Gatto's book deserves five stars because it dares to speak the truth.
A 21st century issue: the irony of technologies of abundance in the hands of those still thinking in terms of scarcity.
Why doesn't the state just self publish the damn books for $1 a piece?
Because a large percent of the population wants small governments. Adding a publishing house to state government is the opposite of that.
Has k-12 reading, writing and math really changed that much in that last 100 years?
Yes, yes it has. It has changed dramatically over that time. We also need to teach other subjects now. You might have heard of these newfangled computers, and this thing called the internet. 100 year old books are not sufficient to teach them.

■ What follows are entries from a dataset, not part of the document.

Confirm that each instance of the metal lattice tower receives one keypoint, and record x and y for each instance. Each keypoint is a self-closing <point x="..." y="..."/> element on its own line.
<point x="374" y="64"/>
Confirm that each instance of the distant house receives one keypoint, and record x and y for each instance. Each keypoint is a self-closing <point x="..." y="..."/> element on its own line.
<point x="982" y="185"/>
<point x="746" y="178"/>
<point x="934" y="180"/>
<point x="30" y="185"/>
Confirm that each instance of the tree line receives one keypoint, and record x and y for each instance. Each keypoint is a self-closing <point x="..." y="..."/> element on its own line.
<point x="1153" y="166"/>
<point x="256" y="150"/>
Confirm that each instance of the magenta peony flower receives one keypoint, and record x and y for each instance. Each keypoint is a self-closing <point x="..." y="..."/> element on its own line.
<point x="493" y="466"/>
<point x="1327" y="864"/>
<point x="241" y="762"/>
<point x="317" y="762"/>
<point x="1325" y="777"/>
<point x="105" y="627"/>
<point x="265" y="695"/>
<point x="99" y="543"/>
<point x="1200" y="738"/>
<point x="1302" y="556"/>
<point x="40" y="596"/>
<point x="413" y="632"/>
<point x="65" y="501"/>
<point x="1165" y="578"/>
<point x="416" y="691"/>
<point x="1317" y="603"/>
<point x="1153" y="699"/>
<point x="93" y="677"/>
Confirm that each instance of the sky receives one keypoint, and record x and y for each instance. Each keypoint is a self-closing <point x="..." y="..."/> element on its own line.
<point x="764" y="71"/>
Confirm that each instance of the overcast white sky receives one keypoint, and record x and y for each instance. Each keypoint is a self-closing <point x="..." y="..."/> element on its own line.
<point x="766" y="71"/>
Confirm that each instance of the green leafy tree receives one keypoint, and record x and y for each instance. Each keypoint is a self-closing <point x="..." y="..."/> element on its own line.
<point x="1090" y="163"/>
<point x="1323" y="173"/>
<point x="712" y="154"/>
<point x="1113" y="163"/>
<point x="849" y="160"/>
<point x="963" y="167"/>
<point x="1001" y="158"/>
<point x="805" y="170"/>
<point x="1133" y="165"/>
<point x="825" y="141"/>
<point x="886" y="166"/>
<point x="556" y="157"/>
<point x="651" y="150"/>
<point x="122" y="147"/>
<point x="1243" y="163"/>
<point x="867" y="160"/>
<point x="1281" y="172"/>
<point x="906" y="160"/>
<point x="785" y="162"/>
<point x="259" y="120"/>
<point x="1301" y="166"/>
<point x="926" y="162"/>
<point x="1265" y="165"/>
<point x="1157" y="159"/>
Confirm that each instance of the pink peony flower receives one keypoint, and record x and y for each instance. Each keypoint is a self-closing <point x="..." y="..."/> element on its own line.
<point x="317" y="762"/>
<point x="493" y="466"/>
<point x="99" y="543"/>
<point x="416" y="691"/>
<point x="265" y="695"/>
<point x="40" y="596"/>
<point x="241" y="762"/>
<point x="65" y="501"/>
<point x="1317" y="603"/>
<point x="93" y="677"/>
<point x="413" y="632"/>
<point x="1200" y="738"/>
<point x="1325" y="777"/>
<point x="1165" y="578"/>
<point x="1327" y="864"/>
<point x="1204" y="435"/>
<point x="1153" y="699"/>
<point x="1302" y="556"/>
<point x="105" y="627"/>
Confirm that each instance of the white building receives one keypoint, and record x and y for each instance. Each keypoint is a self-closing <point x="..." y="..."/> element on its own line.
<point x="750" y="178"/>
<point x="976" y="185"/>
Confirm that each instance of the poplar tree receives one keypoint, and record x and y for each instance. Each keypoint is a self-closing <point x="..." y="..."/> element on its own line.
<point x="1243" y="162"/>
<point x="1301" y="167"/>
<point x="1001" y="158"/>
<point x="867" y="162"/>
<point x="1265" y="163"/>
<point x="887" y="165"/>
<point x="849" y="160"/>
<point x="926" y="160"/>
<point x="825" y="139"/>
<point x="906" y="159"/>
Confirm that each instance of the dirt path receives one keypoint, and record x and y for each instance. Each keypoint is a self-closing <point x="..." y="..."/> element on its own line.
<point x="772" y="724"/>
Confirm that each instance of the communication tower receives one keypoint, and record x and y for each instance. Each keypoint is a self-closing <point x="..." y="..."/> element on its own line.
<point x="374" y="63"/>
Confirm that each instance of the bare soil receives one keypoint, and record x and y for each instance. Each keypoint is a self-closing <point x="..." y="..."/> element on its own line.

Why are we paying text book publishers?
See previous answer.
I got awesome stuff from the early 1900s. Latin readers, geometry etc.Those books were heads and shoulders above the text books I had in school.
And I got awesome scifi and fantasy books, which were also head and shoulders above the text books I had in school. It doesn't mean that mine or yours were sufficient to replace the textbooks, since they were on different topics than what's being taught in school.
Look, I hate the publishing industry, as it's anti-consumer, hostile, and insanely greedy. But to pretend that we can teach school out of even 30 year old books is ridiculous. You also don't seem to understand the scope of education. You can't purchase enough textbooks for a half million students at the thrift store. Education continuously evolves, generally for the better. If you're not familiar with the expectations we currently have for K-12 education, you might want to look into that. You're going to be very surprised about how different it is from what you remember in school.
Velociraptor = Distiraptor / Timeraptor
The reason we have a teacher shortage and a glut of awful teachers is precisely because teaching currently isn't rewarded based on performance: a profession that rewards people based on tenure is utterly unattractive to above average workers in that profession.
So: get rid of the crappy teachers, reward performance, and the teacher shortage will resolve itself.
Well no...
The US Taxes for education highly, but their functional spend (as in teacher pay + actual school supplies) is nowhere near the same $. Instead each town has it's own school board, staff, etc. which all need to get paid to justify their (frankly massively redundant and useless) jobs. Plus lots of other useless and overpaid work being done. Lots and LOTS of useless babysitting. Plenty of corruption and graft.
If the amount paid went directly to educating students we wouldn't have problems and teachers could be the highly paid people they deserve to be.
You can get rich if you own a politician, but you have to be rich to buy one in the first place.
If you want to solve that problem, don't just look at the teachers and school supplies. The problem is at the administrative level.